[Date Prev][Date Next][Thread Prev][Thread Next][Date Index][Thread Index]

Re: [HTCondor-users] best practice for periodic metric script along jobs



You're looking for the UPDATE_JOB_STATUS hook. I used it to create a mechanism to look for and terminate stalled / hung jobs, but you can do anything you want in your script:

https://research.cs.wisc.edu/htcondor/HTCondorWeek2017/presentations/ThuPelletier_Monitoring.pdf

The UJS hook runs eight seconds (STARTER_INITIAL_UPDATE_INTERVAL) after the job starts, and then once every five minutes (UPDATE_INTERVAL), by default. Hooks are established in the server-side configuration, and referenced by the job submissions via the hook_keyword directive.

You can't use a Pre script to launch an adjunct process for the job, because the environment they run in is killed off and cleaned up before the job starts, including any background processes it starts, as I discovered through hard-won experience. I did mention the idea of a submit-specified periodic executable to the CHTC team at HTCondor Week back in '17 and '18, rather than the hook which needs the server-side configuration, but needless to say it's a back burner item as compared to the more sexy stuff going on in the development. I haven't gotten around to writing a patch and PR myself, either.

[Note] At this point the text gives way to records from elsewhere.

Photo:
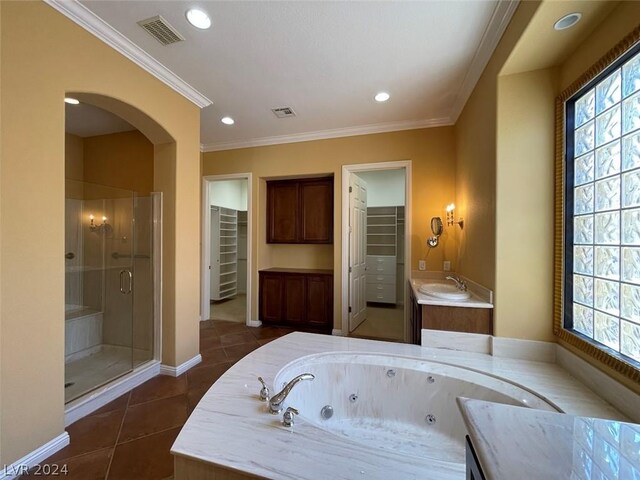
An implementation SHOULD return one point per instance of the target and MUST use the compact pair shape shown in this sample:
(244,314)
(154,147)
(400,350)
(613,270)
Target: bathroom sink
(444,291)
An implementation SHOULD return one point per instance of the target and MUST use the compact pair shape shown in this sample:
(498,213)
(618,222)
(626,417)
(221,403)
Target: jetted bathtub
(404,405)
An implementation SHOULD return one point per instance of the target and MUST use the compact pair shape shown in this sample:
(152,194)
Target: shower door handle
(122,275)
(122,282)
(130,281)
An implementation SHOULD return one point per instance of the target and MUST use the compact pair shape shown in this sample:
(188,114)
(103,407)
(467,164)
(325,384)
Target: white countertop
(231,428)
(513,442)
(476,300)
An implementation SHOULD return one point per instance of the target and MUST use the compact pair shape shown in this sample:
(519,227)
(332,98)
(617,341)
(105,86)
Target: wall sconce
(451,208)
(104,227)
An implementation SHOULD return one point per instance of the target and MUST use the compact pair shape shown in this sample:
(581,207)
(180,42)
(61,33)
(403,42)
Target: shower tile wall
(72,244)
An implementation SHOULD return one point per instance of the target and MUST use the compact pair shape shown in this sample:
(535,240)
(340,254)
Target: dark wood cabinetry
(300,298)
(300,211)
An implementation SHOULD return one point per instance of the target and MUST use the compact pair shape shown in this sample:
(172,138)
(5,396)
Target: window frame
(563,230)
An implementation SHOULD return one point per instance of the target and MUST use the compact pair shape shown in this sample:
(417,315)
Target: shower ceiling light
(198,18)
(567,21)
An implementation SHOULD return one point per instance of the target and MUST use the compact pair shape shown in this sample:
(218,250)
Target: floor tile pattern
(130,438)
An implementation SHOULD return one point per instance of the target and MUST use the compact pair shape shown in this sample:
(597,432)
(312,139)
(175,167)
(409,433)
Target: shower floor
(99,368)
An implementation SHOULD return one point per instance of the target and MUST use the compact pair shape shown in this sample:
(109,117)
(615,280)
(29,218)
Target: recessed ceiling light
(567,21)
(198,18)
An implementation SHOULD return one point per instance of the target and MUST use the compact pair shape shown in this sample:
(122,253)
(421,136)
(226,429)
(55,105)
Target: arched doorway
(113,225)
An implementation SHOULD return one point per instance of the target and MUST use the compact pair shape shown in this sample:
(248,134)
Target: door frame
(347,170)
(205,278)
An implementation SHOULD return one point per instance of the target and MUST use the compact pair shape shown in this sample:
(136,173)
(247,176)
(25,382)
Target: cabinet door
(282,212)
(271,296)
(316,220)
(294,296)
(320,300)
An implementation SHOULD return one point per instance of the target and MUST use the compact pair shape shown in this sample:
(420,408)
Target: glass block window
(602,210)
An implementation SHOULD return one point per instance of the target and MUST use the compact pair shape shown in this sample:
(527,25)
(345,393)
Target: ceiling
(326,60)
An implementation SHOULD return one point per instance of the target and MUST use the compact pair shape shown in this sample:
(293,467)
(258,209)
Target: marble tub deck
(230,427)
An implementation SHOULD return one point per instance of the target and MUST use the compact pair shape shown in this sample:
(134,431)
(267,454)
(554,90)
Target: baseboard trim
(20,467)
(180,369)
(94,400)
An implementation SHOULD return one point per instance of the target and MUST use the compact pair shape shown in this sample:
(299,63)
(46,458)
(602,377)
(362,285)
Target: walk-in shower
(109,284)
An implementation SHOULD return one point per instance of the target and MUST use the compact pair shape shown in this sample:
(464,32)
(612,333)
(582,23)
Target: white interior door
(357,251)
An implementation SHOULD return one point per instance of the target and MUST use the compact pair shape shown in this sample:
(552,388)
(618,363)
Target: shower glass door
(99,285)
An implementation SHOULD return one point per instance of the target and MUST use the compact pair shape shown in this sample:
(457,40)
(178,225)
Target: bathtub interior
(405,405)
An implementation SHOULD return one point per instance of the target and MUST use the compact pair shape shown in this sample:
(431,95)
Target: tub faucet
(275,402)
(458,281)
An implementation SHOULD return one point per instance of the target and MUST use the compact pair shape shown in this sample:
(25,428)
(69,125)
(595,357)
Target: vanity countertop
(476,300)
(515,442)
(232,429)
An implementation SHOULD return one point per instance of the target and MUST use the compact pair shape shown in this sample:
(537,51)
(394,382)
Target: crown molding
(497,25)
(326,134)
(88,20)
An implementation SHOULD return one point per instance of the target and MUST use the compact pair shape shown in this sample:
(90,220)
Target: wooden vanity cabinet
(458,319)
(300,298)
(451,319)
(300,211)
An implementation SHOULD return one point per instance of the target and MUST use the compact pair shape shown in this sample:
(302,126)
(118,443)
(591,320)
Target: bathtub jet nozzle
(275,402)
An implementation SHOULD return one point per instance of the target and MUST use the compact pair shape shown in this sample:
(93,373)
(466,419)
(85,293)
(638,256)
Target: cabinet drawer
(381,265)
(387,279)
(380,292)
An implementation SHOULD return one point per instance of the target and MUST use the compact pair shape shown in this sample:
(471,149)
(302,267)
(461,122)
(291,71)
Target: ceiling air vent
(160,29)
(283,112)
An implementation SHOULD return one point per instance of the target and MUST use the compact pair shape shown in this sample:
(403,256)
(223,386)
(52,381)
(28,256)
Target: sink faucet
(275,402)
(458,281)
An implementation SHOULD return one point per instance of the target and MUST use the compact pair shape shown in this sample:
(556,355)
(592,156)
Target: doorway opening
(376,258)
(226,248)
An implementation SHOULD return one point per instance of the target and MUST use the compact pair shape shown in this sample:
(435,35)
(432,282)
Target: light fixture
(198,18)
(104,227)
(567,21)
(451,208)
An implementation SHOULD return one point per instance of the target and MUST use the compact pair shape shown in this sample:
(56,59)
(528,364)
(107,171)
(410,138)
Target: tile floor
(233,309)
(382,323)
(130,438)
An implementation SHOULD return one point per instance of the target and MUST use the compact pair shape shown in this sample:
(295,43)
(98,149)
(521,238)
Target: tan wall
(431,151)
(121,160)
(524,205)
(476,147)
(73,157)
(45,55)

I would recommend, as I did in the Checkfile hook described in my presentation, to collect the metrics in the job ClassAd using Chirp. These updates are recorded in the HTCondor log file as they're made. Since you're just interested in metrics, rather than wanting to take action immediately when a problem is identified as I did, you could use the deferred update for Chirp so it wouldn't need the +WantIOProxy attribute set in the submit.

Michael V. Pelletier
Information Technology
Digital Transformation & Innovation
Integrated Defense Systems
Raytheon Company

-----Original Message-----
From: HTCondor-users <htcondor-users-bounces@xxxxxxxxxxx> On Behalf Of Thomas Hartmann
Sent: Monday, June 17, 2019 11:02 AM
To: HTCondor-Users Mail List <htcondor-users@xxxxxxxxxxx>
Subject: [External] [HTCondor-users] best practice for periodic metric script along jobs

Hi all,

I would like to ask, if there is some 'established best practice' to run periodically a script along each job.

I.e., I would like to run a small metrics script periodically (~5m) for each job, collect the output and add a summary of the metrics to the job's summary.

I guess, it should work to start such a script as pre job process into the background, loop/write the metrics in a separate file/pipe and colelct the metrics by a post job script.
But I wonder, if there is a more Condor way(?), e.g., a cron for each starter (startd?) and storing the metrics in an extra job class ad (or adding it to the job log with a grep'able identifier)?

Cheers,
  Thomas